The opening credits read: “We want to get our voices heard.”
Telling a story from the perspective of four girls in South Delhi, a short film about safety and health risks posed by poor sanitation came from a projects put together by Feminist Approach to Technology . The organisation seeks to empower girls and women with the tools needed to advocate for their communities, in this case hoping to help change the local sanitation situation. This video  was a finalist at the Youth Voices Adobe Aspire Awards .
Economic growth remains a priority for India’s government but, according to a Time Magazine report, 
Out of the world’s estimated 7 billion people, 6 billion have access to mobile phones. Far fewer — only 4.5 billion people — have access to working toilets.
Sub-par sanitation conditions negatively affect girls in particular, where girls may leave school if there are not sex segregated toilets (UNHCR ). But getting those who are most affected to explain the problem requires more than a report, and this is where an organisation like FAT steps in.

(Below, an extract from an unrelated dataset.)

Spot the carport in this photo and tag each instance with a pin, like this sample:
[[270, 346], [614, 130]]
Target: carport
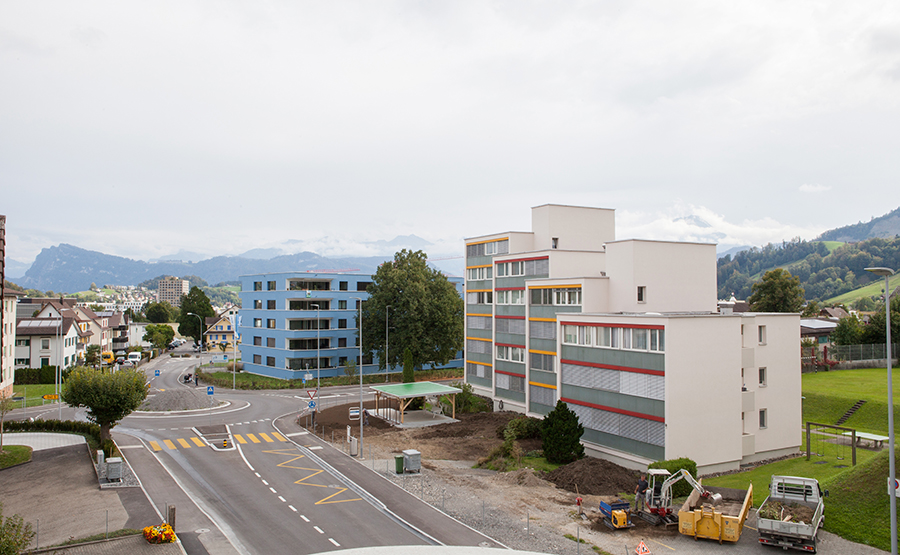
[[404, 393]]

FAT’s tech centre  gives students the space to explore a variety of multimedia tools. The film was a collaboration with Voices of Women Media  to teach young women in the slum communities of South Delhi to utilize the power of media to address and question the poor conditions of public toilets in their communities, and empower them to demand better amenities from the local government. As Shambhavi Singh, FAT's Communications Associate, said
We want the girls to address issues such as the lack of safety, health and hygiene—which are a lack of basic human rights… In the long term, we hope these tools and skills will empower them to use media and laws such as the Right to Information Act  to ensure that their broader community get the full benefit of government programs meant for urban individuals with low socio-economic status.”
The training is part of a six-month project beginning this coming fall. There will be around 25 girls participating in the program, attending sessions twice a week. Each girl will create her own work focusing on the issue of the lack of toilets in their homes using photography, radio and video. The participants will then be allowed to choose if they wish to reveal their identities, or use actors and other techniques to stay anonymous. After creating their own works, participants will show the videos through in various organized screenings.
The tech center is doing more than just teaching girls how to use a camera, but they are also providing a space to advocate for themselves. Raising awareness around health, hygiene and safety of young girls in urban slums of India and how this affects women’s rights worldwide. VOW and FAT plan to build community support in order to put pressure on local government authorities to improve the condition of public toilets.
“We hope to change the situation by organizing the screenings in the community area and other major forums in Delhi,” says Singh, where the plan is also to engage the municipalities and local governments and submit RTIs (Right to Information petitions) in order to make local government bodies accountable.